Category Archives: Technology

Zubrin: Mars the Hard Way

Bob Zubrin’s not enamored with NASA’s Mars proposal:

The kindest thing that can be said about this quintuple rendezvous plan is that it is probably the unplanned product of the pathology of bureaucracy, rather than the willful madness of any individual. For a fifth of its cost, NASA could fly five simple direct sample return missions, each of which would have (at least) five times its chance of mission success. So it’s hard to imagine any sane person inventing it on purpose.

XFCE

I quit using Linux (except as a file server) almost 10 years ago, so I completely missed the Desktop wars. Apparently KDE and Gnome won, with Gnome winning the part of the Linuxphere known as Ubuntu. Which leads to all kinds of out of date help pages telling you how you used to administer a Ubuntu system (“From System Administration choose Disk Utilities”). Along with a fair few pages complaining how Gnome 2 was better, or Gnome 3 was bad but 3.6 fixed most of the problems, or whatever.

As may be. I’m a crusty old bearded Unix user, from the era of Window Managers rather than Desktop Environments. (Well, CDE begat KDE, so I guess there were Desktop Environments even back in those days, but I never worried about them.) For me, it was a big deal (with no small amount of editing config files) to move from FVWM to WindowMaker.

So what do I do? I don’t know. But I’m thinking about Xubuntu and XFCE. How’s that for rebellion? You say you want a revolution!

Tab Sweep

How did the mutation that prevents lactose intolerance become so widespread so quickly?

Joss Whedon endorses Mitt Romney.

Camile Paglia endorses Jill Stein. And Revenge of the Sith. Really.

Additional evidence for the grandmother longevity hypothesis.

A recent conference asks if programmers can be artists.

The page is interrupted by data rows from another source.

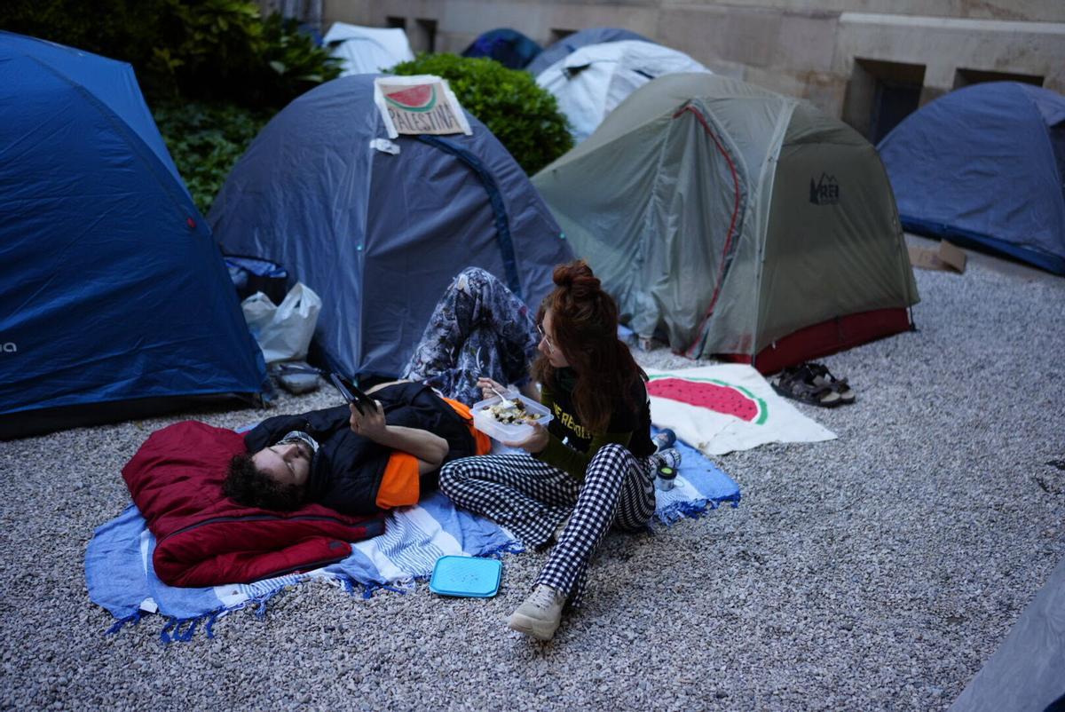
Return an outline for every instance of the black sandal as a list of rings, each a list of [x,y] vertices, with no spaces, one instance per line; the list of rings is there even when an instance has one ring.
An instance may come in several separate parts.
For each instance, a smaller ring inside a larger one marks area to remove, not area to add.
[[[810,362],[806,367],[813,375],[812,382],[814,385],[828,386],[839,393],[839,399],[842,403],[854,402],[854,389],[847,383],[847,378],[837,378],[832,375],[832,372],[823,363]]]
[[[769,385],[784,398],[822,408],[834,408],[843,402],[842,395],[831,385],[814,383],[814,377],[806,365],[800,363],[781,371]]]

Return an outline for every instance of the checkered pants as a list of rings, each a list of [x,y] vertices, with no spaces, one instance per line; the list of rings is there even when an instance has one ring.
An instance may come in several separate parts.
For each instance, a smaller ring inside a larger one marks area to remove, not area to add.
[[[521,386],[540,342],[534,318],[494,275],[466,268],[437,303],[402,377],[466,405],[484,398],[480,376]]]
[[[526,546],[547,544],[569,516],[536,583],[566,593],[572,605],[580,604],[588,564],[607,530],[645,530],[655,512],[651,459],[616,443],[592,456],[584,483],[520,453],[453,460],[440,471],[440,489]]]

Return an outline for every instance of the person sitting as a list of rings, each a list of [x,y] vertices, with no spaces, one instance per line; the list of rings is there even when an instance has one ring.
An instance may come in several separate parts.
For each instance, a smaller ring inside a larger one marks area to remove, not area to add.
[[[335,406],[268,418],[245,435],[224,489],[250,506],[291,511],[317,502],[365,515],[414,504],[437,488],[441,465],[487,453],[469,406],[478,381],[530,387],[539,336],[524,303],[496,277],[468,268],[448,285],[410,362],[367,393],[374,412]]]
[[[512,531],[526,546],[555,541],[510,628],[550,640],[569,601],[580,603],[592,553],[611,527],[648,528],[656,454],[646,375],[618,339],[618,307],[584,262],[555,269],[540,308],[532,370],[554,419],[534,424],[514,454],[454,459],[440,473],[456,505]],[[497,384],[486,379],[485,394]],[[670,463],[672,464],[672,463]]]

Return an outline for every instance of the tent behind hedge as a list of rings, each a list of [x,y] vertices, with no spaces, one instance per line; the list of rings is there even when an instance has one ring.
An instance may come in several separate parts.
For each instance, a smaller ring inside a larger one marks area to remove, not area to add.
[[[876,151],[804,101],[668,75],[532,182],[628,325],[689,356],[769,373],[911,327]]]

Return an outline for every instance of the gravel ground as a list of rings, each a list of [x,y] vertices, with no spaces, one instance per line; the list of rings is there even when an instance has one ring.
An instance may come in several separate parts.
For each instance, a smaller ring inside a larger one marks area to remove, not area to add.
[[[850,407],[832,442],[720,458],[743,501],[611,535],[556,640],[505,628],[543,564],[488,600],[325,583],[163,646],[104,635],[85,589],[122,464],[199,412],[0,443],[2,707],[20,709],[935,710],[995,651],[1065,550],[1065,279],[994,259],[917,273],[918,329],[825,359]],[[646,365],[690,361],[663,350]],[[282,398],[296,411],[331,394]]]

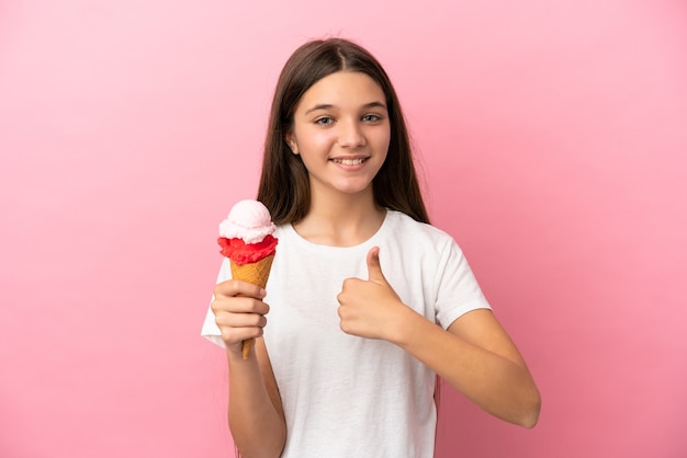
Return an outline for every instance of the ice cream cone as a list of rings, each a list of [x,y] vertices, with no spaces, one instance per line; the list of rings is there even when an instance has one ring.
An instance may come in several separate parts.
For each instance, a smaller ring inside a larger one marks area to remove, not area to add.
[[[260,261],[247,264],[237,264],[234,260],[229,260],[232,265],[232,278],[241,279],[264,288],[267,279],[270,276],[273,260],[274,254],[270,254],[262,257]],[[244,355],[244,359],[248,359],[254,342],[255,339],[248,339],[241,342],[241,353]]]

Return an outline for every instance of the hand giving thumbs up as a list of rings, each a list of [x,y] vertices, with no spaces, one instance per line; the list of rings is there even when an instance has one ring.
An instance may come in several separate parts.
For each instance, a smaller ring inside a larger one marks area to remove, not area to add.
[[[392,340],[403,312],[410,309],[386,282],[378,247],[368,252],[367,262],[368,279],[345,279],[337,296],[341,330],[361,337]]]

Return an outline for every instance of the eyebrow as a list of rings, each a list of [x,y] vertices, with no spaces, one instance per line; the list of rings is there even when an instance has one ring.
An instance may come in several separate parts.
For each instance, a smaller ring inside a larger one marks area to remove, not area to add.
[[[384,110],[386,110],[386,105],[383,104],[382,102],[365,103],[364,105],[362,105],[362,107],[363,108],[384,108]],[[308,111],[306,111],[305,114],[309,114],[312,112],[316,112],[317,110],[331,110],[331,108],[336,108],[336,106],[331,105],[331,104],[328,104],[328,103],[320,103],[318,105],[313,106]]]

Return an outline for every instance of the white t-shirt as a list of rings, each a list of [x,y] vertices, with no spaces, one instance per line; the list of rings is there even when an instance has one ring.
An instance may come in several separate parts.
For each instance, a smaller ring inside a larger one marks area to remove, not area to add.
[[[368,278],[365,256],[380,247],[382,272],[403,302],[446,329],[489,308],[460,248],[392,210],[357,247],[311,243],[291,225],[274,236],[264,342],[286,417],[282,458],[432,457],[435,373],[388,342],[344,333],[337,295],[345,278]],[[218,282],[228,278],[225,260]],[[223,345],[212,310],[202,335]]]

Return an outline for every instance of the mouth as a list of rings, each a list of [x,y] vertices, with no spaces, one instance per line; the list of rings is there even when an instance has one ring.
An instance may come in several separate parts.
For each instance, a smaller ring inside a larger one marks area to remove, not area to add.
[[[330,161],[334,162],[334,163],[340,163],[342,165],[360,165],[361,163],[363,163],[368,159],[370,159],[370,158],[356,158],[356,159],[338,159],[338,158],[334,158],[334,159],[330,159]]]

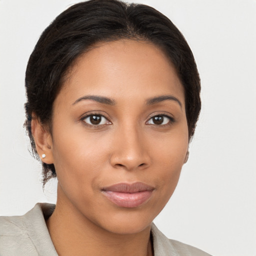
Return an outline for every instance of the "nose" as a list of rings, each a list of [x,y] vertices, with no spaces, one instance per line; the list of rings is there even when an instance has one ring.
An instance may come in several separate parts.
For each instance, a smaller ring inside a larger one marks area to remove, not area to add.
[[[110,163],[114,168],[144,170],[150,164],[146,134],[138,128],[120,128],[112,140]]]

If so, they should start with processing.

Learn Git with the Git Immersion guided tour.

Tweak Unity with unsettings 0.08 and get rid of those pesky web results!

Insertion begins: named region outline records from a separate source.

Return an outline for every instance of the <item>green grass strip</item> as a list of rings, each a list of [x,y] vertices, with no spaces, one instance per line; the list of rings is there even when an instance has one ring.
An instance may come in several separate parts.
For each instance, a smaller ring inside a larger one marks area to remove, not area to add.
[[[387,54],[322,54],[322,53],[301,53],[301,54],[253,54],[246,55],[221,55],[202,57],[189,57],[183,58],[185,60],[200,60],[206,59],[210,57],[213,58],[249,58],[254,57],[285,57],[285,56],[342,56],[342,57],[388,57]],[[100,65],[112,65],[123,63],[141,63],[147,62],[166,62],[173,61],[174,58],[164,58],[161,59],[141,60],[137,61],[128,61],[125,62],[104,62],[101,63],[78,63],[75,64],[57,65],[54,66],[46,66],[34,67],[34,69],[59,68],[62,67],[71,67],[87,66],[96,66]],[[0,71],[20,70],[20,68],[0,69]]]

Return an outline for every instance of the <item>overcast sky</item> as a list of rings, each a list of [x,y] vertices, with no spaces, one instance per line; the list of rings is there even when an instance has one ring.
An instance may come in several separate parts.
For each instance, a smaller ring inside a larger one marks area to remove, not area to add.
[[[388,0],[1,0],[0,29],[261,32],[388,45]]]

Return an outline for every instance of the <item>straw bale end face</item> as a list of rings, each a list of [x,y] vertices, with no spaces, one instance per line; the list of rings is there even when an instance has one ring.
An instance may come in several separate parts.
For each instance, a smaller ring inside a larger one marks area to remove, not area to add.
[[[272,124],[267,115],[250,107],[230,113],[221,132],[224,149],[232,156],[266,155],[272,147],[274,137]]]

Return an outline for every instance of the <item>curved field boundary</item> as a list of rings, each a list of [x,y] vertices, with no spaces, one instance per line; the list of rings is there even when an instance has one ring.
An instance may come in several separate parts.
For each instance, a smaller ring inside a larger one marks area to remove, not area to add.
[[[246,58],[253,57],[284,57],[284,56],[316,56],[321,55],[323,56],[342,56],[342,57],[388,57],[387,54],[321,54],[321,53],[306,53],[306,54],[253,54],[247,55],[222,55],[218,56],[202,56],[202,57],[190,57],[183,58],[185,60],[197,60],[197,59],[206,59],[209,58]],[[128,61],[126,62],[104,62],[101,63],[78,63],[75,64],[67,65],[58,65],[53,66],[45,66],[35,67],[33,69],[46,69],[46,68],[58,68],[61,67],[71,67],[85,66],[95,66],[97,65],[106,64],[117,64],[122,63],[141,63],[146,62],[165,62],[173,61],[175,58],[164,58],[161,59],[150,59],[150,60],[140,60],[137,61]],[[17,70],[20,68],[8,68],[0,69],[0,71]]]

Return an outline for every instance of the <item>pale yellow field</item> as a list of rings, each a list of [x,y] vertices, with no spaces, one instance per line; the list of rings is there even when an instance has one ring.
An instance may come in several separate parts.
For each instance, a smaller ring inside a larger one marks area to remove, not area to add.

A new version of Return to Castle Wolfenstein (co-op edition) has been released.

On the other hand, if you’re fighting the headwinds of history, here’s a guide to installing Windows 8 with just an upgrade license. (Microsoft is fighting the headwinds too, and won’t let you easily make a clean install.)

Google Ngrams are now even awesomer.

In twenty years the number of planets outside our solar system has gone from zero to almost a thousand. But now there’s an exoplanet next door:

It turns out there’s more than one way to smash the earth and build the moon.

Concerned about Genetically modified organisms? Worried about all the land mines scattered all over the world during the past century? Maybe you can pick which one worries you more: a GM mouse has been created to detect land mines. (Apropos the above, consider this piece on GMOs and pesticide use.)

More rbenv notes

My last post on rbenv mentioned some things you need to do to get ruby to build on Mountain Lion. Here are a few more things.

This guy Jacob Swanner didn’t want to use either Xcode or gcc. He just used the Xcode command-line tools, with a CC environment variable, thus:

$ CC=/usr/bin/clang rbenv install 1.9.3-p194
$ rbenv global 1.9.3-p194

That won’t work with older versions of Ruby, however, as I mentioned before.

I noted he is also a Homebrew user. I’m not yet ready to go there, although macports gets more and more frustrating with each OS release. (I’m not alone.) (But that’s a subject for some other time.)

And, for convenience, here’s another Homebrewer’s notes on how to get ruby building again with Mountain Lion

rbenv notes

I used to use rvm to manage my ruby environment, but the latest hotness seems to be rbenv. Here are some tips about using it. They’re aimed at me, because by the next time I need to use it, I’ll have forgotten. But you can read them too:

One of the things you want is rbenv-build:

Installing ruby-build as an rbenv plugin will give you access to the rbenv install command.

$ mkdir -p ~/.rbenv/plugins
$ cd ~/.rbenv/plugins
$ git clone git://github.com/sstephenson/ruby-build.git

(Note the assumption you’re using git. I don’t know what people who prefer mercurial are supposed to do.)

This will install the latest development version of ruby-build into the ~/.rbenv/plugins/ruby-build directory. From that directory, you can check out a specific release tag. To update ruby-build, run git pull to download the latest changes.

But that won’t work with Mountain Lion. So you’ll need a version of ruby that can be built with clang.